You look in front of you and the path makes sense. There is nothing more beautiful than finding your course as you believe you bob aimlessly in the current. Wouldn't you know that your path was there all along, waiting for you to knock, waiting for you to become. This path does not belong to your parents, your teachers, your leaders, your lovers. Your path is your character defining itself more and more every day, like a photograph coming into focus.

Anthony M. Kennedy
Associate justice of the Supreme Court
New York University

Think of the people around the world, and particularly in Africa, who have no clean water. Women in Africa — and the job falls to women — must spend six, eight hours a day just in trying to bring clean water to their children. Eight billion hours a year of human effort are spent just in bringing water. And when I heard that statistic, sitting like you are in an audience, I thought, "Well, he must have said eight million." Then I thought, "Maybe it's 80 million." It's eight billion hours a year of wasted effort because the water is often contaminated when it gets there. This isn't rocket science. You can fix this.

Wendy Kopp
President and founder of Teach for America
University of North Carolina

During my senior fall, I helped organize a conference about education reform, where one of the topics was the shortage of qualified teachers in urban and rural communities. It was at that conference that I thought of an idea: why doesn't our country have a national teacher corps that recruits us to teach in low-income communities the same way we're being recruited to work on Wall Street? From that moment, I was possessed by this idea. I thought it would make a huge difference in kids' lives ... and that ultimately it could change the very consciousness of our country, by influencing the thinking and career paths of a generation of leaders. So I did the obvious thing. I wrote a very long and very passionate letter to the president of the United States suggesting he start this corps. That didn't get very far — I received a job rejection letter in response. So in my undergraduate senior thesis, I declared that I would try to create such a corps myself, as a nonprofit organization. When my thesis adviser looked at my budget, which showed that to recruit 500 new teachers into this corps during the first year would cost $2.5 million, he asked me if I knew how hard it was to raise $2,500, let alone $2.5 million.


Aided by my inexperience, I was unfazed by his question.
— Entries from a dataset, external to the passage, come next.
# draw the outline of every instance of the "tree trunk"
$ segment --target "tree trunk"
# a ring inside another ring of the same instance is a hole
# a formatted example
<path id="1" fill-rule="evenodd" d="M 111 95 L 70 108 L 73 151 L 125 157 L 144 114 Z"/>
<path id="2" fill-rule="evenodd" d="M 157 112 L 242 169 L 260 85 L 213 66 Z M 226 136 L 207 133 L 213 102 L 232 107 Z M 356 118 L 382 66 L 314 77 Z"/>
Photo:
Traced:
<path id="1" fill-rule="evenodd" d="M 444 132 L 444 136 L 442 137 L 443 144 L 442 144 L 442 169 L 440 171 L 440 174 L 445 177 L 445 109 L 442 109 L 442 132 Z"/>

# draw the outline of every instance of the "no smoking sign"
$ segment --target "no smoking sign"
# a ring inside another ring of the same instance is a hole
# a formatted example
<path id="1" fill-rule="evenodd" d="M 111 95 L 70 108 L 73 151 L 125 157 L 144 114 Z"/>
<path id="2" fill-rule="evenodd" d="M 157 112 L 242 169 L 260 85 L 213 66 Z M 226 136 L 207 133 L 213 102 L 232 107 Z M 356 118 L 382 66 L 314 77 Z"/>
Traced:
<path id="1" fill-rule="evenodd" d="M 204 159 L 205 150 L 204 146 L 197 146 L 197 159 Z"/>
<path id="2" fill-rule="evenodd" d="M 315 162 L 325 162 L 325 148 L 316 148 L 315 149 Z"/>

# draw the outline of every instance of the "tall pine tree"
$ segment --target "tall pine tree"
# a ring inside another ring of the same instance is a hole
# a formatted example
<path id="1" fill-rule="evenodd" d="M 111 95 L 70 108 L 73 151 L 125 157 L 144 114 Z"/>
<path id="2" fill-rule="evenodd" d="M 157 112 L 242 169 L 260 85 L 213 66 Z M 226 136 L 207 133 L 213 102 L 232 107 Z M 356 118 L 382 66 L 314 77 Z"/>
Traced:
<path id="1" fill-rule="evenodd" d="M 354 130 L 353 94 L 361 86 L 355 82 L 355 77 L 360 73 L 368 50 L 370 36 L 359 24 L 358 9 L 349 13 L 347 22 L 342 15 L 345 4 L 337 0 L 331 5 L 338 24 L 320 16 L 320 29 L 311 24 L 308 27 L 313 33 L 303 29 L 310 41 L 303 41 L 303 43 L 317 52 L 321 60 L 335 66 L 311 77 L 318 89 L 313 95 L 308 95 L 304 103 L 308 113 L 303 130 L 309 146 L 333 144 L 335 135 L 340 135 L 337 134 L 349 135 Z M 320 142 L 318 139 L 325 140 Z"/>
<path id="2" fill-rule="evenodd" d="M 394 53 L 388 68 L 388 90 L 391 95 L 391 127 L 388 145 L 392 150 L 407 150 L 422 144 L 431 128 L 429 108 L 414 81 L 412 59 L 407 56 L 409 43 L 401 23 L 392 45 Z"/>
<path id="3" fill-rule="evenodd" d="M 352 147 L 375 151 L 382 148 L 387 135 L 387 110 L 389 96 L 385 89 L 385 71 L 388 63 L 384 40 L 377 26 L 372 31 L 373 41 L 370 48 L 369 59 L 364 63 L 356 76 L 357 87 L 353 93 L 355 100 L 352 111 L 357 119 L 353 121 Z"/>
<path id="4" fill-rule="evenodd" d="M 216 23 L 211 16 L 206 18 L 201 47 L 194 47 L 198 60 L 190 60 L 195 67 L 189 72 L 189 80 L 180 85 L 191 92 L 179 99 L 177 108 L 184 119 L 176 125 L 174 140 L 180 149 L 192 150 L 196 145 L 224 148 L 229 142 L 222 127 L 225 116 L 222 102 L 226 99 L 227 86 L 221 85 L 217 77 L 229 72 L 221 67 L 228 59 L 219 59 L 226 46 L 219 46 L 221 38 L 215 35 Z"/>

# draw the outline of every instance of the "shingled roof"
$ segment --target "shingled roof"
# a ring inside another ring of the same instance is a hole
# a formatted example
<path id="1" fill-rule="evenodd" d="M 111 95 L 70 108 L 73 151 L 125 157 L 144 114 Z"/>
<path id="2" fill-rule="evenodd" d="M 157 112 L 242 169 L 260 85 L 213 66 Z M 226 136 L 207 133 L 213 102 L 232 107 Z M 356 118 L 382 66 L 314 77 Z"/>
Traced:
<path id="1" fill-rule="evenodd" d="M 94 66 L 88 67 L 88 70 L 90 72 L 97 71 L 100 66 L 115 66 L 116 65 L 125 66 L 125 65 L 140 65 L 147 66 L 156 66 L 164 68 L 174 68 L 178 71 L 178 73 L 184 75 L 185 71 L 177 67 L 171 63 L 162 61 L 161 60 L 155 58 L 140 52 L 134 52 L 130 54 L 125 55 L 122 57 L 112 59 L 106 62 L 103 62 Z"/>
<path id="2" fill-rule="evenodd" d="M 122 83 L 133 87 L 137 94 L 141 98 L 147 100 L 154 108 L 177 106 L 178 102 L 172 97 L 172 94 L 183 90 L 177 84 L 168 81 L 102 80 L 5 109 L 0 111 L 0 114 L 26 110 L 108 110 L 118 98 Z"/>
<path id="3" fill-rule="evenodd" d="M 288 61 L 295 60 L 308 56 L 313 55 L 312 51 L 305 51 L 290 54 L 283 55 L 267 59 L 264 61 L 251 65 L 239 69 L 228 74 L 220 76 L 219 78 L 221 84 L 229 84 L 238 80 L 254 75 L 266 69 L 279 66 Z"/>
When school district officials and potential funders laughed at the notion that the Me Generation would jump at the chance to teach in urban and rural communities, their concerns, too, went unheard. That year, 2,500 graduating seniors competed to enter Teach For America in response to a grass-roots recruitment campaign — fliers under doors, since there was no e-mail back then.


And one year after I graduated, with $2.5 million in hand from the corporate and foundation community, I was looking out on an auditorium full of 489 recent college graduates who had joined Teach for America's first corps. My very greatest asset in reaching this point was that I simply did not understand what was impossible.

Jeffrey R. Immelt
Chairman and C.E.O. of General Electric
Northeastern University

There's a lot of volatility out there, especially when you look 10 and 20 years down the road. Will China or India eclipse the United States as the dominant economic power in the world? Will global warming lead to more ecological turmoil? Will the cost of caring for aging populations around the world bankrupt national treasuries? These are only questions. We don't have the answers yet. The future hasn't been written yet. That's up to you.